Уж кому как не мне знать ощущения человека, выросшего в семье, где кто-то из близких людей злоупотребляет алкоголем.
Он не отвечает. Только отводит глаза, отстраняется, садится за столик и закуривает.
Усаживаюсь на стул рядом. Он смотрит куда-то вдаль, в одну точку. О чём-то думает сейчас, что-то вспоминает. Но что? Как бы я хотела это знать!
***Мой взгляд падает в просвет между побегами девственного плюща, и я вижу в нём полную луну. От неё исходит мягкий белый свет, рассеивая вокруг черноту ночного неба.
— Знаешь, когда я была маленькая, я думала, что по лунной дорожке в полнолуние можно прямо по морю дойти до самой луны.
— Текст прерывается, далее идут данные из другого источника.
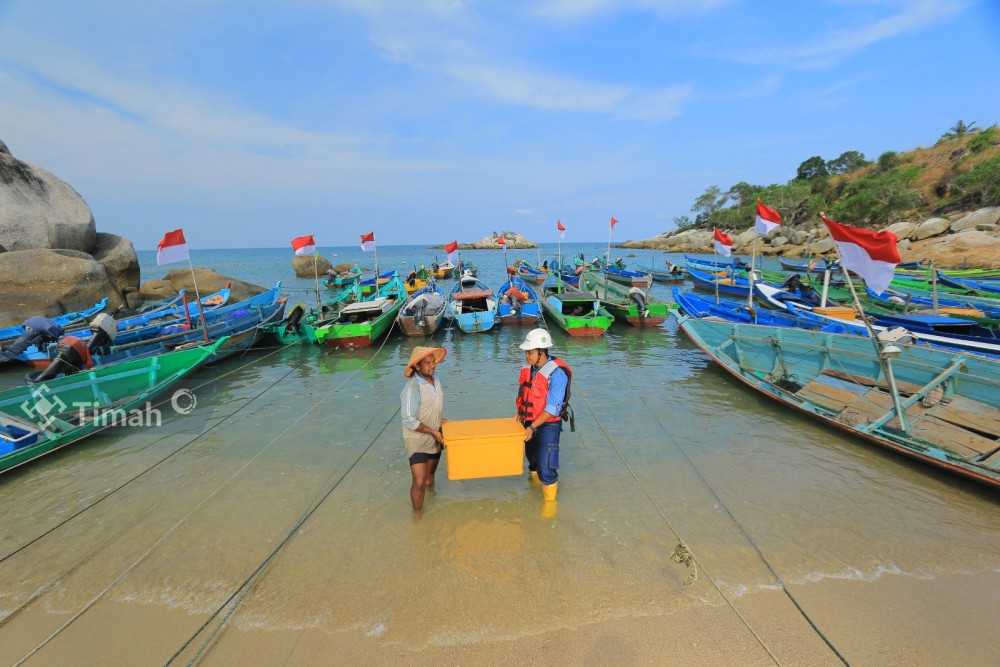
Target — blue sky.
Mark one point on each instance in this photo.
(248, 123)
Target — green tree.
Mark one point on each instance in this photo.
(982, 182)
(847, 162)
(960, 130)
(888, 161)
(814, 167)
(706, 206)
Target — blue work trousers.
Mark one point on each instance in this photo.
(542, 452)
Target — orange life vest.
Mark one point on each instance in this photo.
(533, 391)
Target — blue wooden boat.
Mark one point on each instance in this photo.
(9, 334)
(985, 287)
(950, 403)
(628, 277)
(731, 284)
(184, 327)
(472, 305)
(697, 306)
(423, 311)
(517, 303)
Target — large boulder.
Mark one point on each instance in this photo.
(310, 266)
(52, 282)
(38, 210)
(118, 254)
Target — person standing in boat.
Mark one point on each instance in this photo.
(421, 407)
(543, 393)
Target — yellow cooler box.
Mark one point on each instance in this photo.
(484, 448)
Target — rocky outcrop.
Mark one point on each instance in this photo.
(966, 239)
(37, 210)
(52, 282)
(47, 235)
(308, 267)
(208, 281)
(514, 242)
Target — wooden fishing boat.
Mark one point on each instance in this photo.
(628, 277)
(576, 312)
(300, 324)
(443, 270)
(39, 419)
(181, 325)
(472, 305)
(732, 284)
(631, 304)
(337, 281)
(517, 303)
(361, 323)
(423, 312)
(531, 274)
(950, 402)
(989, 288)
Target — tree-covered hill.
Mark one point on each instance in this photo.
(961, 171)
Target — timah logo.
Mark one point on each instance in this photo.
(48, 410)
(42, 407)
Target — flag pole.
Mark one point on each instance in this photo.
(197, 296)
(882, 358)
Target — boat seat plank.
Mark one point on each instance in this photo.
(923, 424)
(903, 386)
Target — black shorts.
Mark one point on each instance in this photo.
(424, 457)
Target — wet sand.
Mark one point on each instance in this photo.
(271, 526)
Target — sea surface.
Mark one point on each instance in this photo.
(271, 523)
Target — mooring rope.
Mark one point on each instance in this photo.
(218, 489)
(689, 558)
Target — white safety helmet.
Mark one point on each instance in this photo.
(537, 339)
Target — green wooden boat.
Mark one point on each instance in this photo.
(361, 323)
(38, 419)
(577, 313)
(300, 325)
(631, 304)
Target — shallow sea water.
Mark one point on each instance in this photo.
(272, 524)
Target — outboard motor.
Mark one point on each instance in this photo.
(72, 356)
(38, 331)
(636, 294)
(417, 308)
(294, 319)
(103, 329)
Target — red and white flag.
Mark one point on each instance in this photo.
(173, 248)
(723, 244)
(767, 218)
(304, 245)
(871, 255)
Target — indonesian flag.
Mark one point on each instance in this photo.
(767, 218)
(173, 248)
(871, 255)
(304, 245)
(723, 244)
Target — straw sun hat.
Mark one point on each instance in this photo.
(420, 353)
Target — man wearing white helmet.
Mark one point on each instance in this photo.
(542, 392)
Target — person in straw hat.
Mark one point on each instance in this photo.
(421, 407)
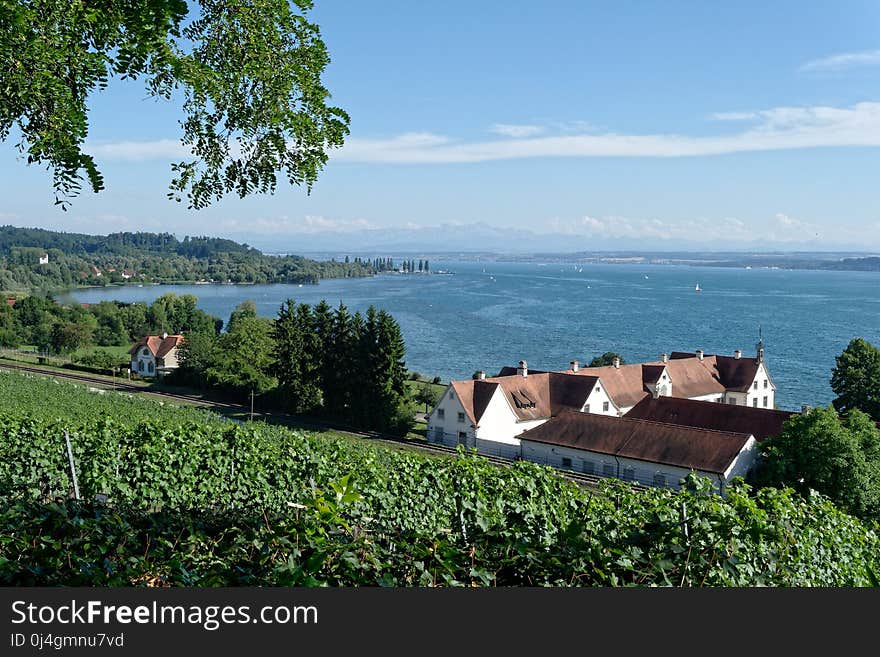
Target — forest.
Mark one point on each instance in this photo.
(96, 260)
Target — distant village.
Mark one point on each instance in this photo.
(647, 423)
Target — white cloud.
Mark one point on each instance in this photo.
(733, 116)
(307, 225)
(842, 61)
(136, 151)
(517, 131)
(728, 230)
(780, 128)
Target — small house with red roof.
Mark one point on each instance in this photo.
(155, 355)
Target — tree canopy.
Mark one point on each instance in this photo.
(606, 359)
(856, 379)
(839, 457)
(247, 73)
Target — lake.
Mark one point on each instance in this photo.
(490, 314)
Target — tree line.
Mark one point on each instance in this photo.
(98, 260)
(39, 321)
(309, 360)
(835, 450)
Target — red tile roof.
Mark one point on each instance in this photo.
(158, 346)
(760, 422)
(642, 440)
(533, 397)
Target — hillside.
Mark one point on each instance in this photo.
(77, 259)
(183, 499)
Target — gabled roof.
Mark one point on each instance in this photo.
(692, 377)
(157, 345)
(533, 397)
(760, 422)
(625, 384)
(732, 373)
(680, 446)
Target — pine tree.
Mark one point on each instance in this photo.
(295, 365)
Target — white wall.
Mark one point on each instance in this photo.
(643, 471)
(770, 391)
(144, 356)
(170, 359)
(499, 423)
(449, 425)
(597, 399)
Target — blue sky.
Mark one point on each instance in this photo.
(725, 125)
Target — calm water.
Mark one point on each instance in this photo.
(552, 314)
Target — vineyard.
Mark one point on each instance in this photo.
(183, 498)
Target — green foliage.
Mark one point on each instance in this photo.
(856, 378)
(148, 258)
(428, 395)
(249, 75)
(194, 501)
(606, 359)
(838, 457)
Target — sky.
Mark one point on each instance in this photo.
(571, 125)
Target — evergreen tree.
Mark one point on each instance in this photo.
(336, 388)
(322, 317)
(856, 379)
(293, 367)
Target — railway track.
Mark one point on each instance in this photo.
(299, 422)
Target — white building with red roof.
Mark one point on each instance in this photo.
(491, 413)
(154, 355)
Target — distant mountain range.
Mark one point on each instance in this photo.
(471, 239)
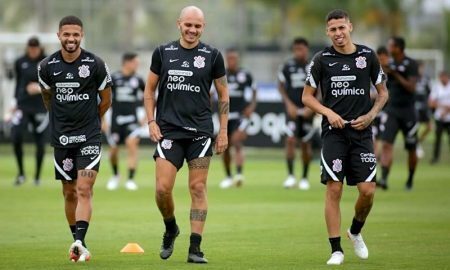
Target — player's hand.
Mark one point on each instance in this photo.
(221, 141)
(335, 120)
(307, 113)
(105, 126)
(155, 132)
(362, 122)
(247, 111)
(33, 88)
(291, 110)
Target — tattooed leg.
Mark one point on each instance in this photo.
(365, 201)
(165, 180)
(85, 184)
(198, 172)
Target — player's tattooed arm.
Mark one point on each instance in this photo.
(224, 107)
(198, 215)
(364, 121)
(199, 163)
(47, 98)
(105, 101)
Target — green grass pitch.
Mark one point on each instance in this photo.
(259, 226)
Голубые глаза устремляются на меня.
— Правда? Странно …
— Странно?
— Я тоже так думал.
— Да? А ты обращал внимание, как вода делает лунный свет живым? И эта дорожка, она такая зыбкая, ускользающая, стоит зайти в воду ей навстречу! Но, при этом, она движется вокруг тебя, обтекает, создает причудливые, невероятные образы на поверхности.
— Да. … А ты обращала внимание, если рядом с лунной дорожкой отражается свет ночного города — он мёртвый? Хотя он ярче и насыщеннее чем лунный. В нём как будто не хватает чего-то важного, без чего он пустой и безжизненный.